27 April 2011

Singapore Banks: 1Q11 - Positive trends likely

- NIM pressure to ease in 1Q11, non-interest income remains crucial in sustaining bottomline.
- Potential surprises from loan growth
- Preference remains for OCBC over UOB

1Q11 results trend. While NIM remains on a downward trend in 1Q11, the quantum of decline would be much less compared to 4Q10. Among the banks, we expect UOB to show a steeper decline in NIM taking a view that UOB is more aggressive in growing deposits regionally. Noninterest income will remain a key feature. We think banks are likely to book some mark-to-market gains as bond yields have trended down during the quarter. OCBC's contribution from Great Eastern Holdings (GEH) should improve q-o-q. Provisions should remain benign while operating costs may see a slight uptick. All in, we project 4% q-o-q and 3% y-o-y earnings growth in 1Q11. Excluding UOB's one-off items in 1Q10 and 4Q10, 1Q11 earnings growth would be 13% q-o-q and 8% y-o-y.

Loan growth could surprise. The sterling loan growth rates of 16%/17% y-o-y in Jan/Feb this year and GDP growth forecast of 7% could potentially boost our estimates. We are expecting at least a 4% loan growth qo-q among the Singapore banks in 1Q11, driven by business/ corporate loans.

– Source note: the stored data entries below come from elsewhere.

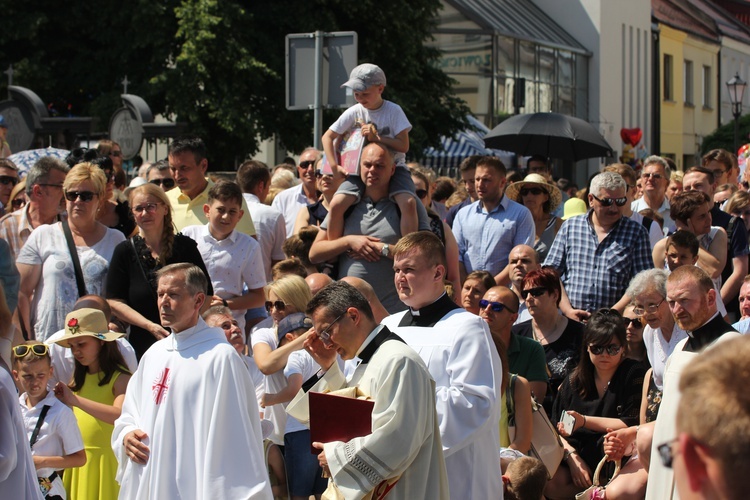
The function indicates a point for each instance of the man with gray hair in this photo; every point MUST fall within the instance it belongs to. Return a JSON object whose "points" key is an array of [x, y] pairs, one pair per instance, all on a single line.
{"points": [[597, 254], [655, 176], [44, 191]]}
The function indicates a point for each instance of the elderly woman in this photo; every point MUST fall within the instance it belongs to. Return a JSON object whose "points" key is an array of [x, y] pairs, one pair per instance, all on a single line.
{"points": [[648, 293], [48, 271], [313, 215], [475, 286], [131, 280], [541, 198], [286, 295], [602, 393], [560, 337]]}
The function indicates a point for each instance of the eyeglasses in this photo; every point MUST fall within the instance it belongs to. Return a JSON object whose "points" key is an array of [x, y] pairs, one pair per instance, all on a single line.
{"points": [[651, 308], [278, 304], [21, 351], [534, 292], [666, 453], [495, 306], [652, 175], [607, 202], [325, 335], [167, 182], [611, 349], [636, 322], [8, 179], [148, 207], [84, 196], [535, 191]]}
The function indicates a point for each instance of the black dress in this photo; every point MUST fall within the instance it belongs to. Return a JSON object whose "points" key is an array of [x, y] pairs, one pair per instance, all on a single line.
{"points": [[622, 400], [126, 282]]}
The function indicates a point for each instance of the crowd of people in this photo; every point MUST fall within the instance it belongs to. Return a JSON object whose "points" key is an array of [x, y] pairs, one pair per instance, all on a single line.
{"points": [[172, 339]]}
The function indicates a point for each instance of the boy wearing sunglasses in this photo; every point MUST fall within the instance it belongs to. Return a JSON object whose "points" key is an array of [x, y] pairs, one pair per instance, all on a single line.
{"points": [[51, 427]]}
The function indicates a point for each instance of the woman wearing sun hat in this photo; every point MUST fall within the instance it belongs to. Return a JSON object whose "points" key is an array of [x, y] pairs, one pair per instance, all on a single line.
{"points": [[541, 198], [96, 395]]}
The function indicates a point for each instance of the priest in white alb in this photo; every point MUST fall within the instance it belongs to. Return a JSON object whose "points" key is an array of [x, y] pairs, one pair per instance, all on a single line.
{"points": [[403, 456], [459, 352], [189, 426]]}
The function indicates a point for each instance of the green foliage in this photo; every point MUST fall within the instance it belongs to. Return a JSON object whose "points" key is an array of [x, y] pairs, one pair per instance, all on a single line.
{"points": [[723, 137], [219, 64]]}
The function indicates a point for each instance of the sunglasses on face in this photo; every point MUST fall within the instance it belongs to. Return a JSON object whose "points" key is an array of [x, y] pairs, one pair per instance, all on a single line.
{"points": [[535, 191], [611, 349], [84, 196], [534, 292], [8, 179], [148, 207], [636, 322], [607, 202], [167, 183], [21, 351], [278, 304], [494, 306]]}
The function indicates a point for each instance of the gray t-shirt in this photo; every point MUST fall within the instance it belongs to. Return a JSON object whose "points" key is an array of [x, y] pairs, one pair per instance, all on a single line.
{"points": [[380, 220]]}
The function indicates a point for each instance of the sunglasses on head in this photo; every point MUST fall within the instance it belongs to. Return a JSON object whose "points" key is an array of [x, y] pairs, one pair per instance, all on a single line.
{"points": [[534, 292], [21, 351], [607, 202], [535, 191], [494, 306], [278, 304], [611, 349], [167, 183], [636, 322], [8, 179], [84, 196]]}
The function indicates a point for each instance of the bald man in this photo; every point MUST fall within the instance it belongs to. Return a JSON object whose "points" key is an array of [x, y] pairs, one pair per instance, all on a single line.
{"points": [[525, 356], [316, 281], [366, 289]]}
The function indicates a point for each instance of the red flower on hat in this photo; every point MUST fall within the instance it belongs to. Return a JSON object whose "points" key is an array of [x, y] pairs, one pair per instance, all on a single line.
{"points": [[73, 325]]}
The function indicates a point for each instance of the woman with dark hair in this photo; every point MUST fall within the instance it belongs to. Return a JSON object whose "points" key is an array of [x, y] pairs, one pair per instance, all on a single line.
{"points": [[131, 280], [603, 392], [560, 337]]}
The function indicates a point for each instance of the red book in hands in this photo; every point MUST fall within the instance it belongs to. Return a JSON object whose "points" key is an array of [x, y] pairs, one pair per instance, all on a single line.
{"points": [[338, 418]]}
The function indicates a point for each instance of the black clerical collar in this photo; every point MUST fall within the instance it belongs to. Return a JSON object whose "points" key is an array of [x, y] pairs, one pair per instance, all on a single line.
{"points": [[382, 336], [707, 334], [428, 315]]}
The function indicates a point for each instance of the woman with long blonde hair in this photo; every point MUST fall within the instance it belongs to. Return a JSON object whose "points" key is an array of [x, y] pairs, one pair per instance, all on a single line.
{"points": [[131, 281]]}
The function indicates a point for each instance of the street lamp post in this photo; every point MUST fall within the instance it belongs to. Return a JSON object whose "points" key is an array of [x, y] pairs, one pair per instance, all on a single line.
{"points": [[736, 87]]}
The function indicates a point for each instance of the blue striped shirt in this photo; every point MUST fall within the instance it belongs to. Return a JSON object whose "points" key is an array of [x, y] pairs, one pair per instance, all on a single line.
{"points": [[595, 274], [486, 238]]}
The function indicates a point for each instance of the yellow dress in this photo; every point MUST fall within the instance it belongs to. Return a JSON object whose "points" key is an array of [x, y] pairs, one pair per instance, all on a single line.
{"points": [[96, 479]]}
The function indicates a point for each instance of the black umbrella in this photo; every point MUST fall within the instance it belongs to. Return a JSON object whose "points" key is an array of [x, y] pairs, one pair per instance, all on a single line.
{"points": [[549, 134]]}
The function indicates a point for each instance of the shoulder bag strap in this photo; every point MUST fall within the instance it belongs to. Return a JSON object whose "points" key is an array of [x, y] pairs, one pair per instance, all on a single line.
{"points": [[140, 266], [39, 423], [74, 257]]}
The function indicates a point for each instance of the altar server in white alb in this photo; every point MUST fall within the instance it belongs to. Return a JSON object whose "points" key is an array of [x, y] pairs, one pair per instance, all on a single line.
{"points": [[402, 459], [189, 427], [459, 352]]}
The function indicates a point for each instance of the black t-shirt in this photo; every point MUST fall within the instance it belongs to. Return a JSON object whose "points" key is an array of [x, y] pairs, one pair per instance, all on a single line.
{"points": [[562, 355]]}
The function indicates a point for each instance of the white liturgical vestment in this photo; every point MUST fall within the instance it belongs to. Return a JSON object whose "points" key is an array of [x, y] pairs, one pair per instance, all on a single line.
{"points": [[459, 353], [193, 397], [405, 441]]}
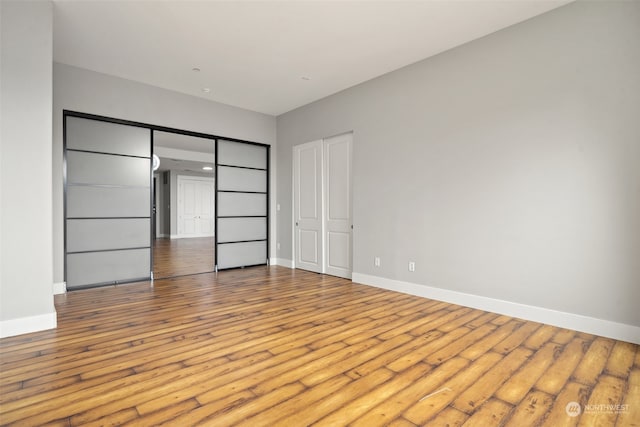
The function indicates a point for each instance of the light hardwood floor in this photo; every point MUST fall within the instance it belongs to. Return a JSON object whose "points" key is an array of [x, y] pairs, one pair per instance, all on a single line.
{"points": [[269, 346], [179, 257]]}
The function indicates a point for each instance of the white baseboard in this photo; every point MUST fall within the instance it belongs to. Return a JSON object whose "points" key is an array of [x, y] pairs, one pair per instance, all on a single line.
{"points": [[577, 322], [60, 288], [24, 325], [283, 262]]}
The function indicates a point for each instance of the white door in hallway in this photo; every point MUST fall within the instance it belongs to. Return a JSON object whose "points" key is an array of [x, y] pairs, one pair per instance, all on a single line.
{"points": [[307, 170], [337, 206], [195, 206]]}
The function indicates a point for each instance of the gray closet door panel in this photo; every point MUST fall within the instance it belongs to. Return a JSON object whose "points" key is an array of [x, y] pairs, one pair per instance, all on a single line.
{"points": [[107, 169], [239, 229], [237, 179], [91, 202], [242, 204], [104, 234], [247, 155], [232, 255], [102, 267], [94, 135]]}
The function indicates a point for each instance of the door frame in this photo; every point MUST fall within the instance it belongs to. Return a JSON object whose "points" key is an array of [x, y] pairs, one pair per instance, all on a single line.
{"points": [[323, 226], [180, 179]]}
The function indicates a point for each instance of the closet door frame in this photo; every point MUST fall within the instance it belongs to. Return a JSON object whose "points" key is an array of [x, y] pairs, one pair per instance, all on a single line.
{"points": [[267, 193], [214, 139]]}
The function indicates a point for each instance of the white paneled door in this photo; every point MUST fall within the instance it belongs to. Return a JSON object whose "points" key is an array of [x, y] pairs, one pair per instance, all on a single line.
{"points": [[307, 170], [322, 206], [337, 206], [195, 206]]}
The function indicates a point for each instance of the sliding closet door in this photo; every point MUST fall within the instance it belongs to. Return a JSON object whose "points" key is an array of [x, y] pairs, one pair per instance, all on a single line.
{"points": [[107, 202], [242, 204]]}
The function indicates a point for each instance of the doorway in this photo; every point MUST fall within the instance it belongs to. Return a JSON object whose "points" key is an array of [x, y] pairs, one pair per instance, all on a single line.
{"points": [[184, 197], [323, 236], [121, 199]]}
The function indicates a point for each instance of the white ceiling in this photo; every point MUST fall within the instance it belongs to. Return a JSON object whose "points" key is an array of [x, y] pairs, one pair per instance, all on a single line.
{"points": [[270, 56]]}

YTD Feb-11 loan growth stood at 3.5%. While mortgage loan applications had dwindled in Jan/Feb, property transactions picked up strongly in Mar-11 indicating a potential surge in mortgage applications. Of all variables, we think loan growth could spring a potential surprise and this could add to top line growth.

Singapore banks remain our top Buy list. Singapore banks have lagged awaiting for rate hikes, but with the lowest downside risks vs. peers. We admit that earnings growth may not be exciting in 2011, but we are keeping Singapore banks as our top Buys as valuations remain cheap, asset quality is robust, capital is intact, and downside risk is the most limited vs ASEAN peers. Our preference remains with OCBC. We still prefer OCBC (Buy, TP S$11.30) to UOB (Buy, TP S$21.70) for better non-interest income traction and lower slippage in NIM. UOB will aggressively gear up its regional operations this year and may see further NIM pressure in 1H11.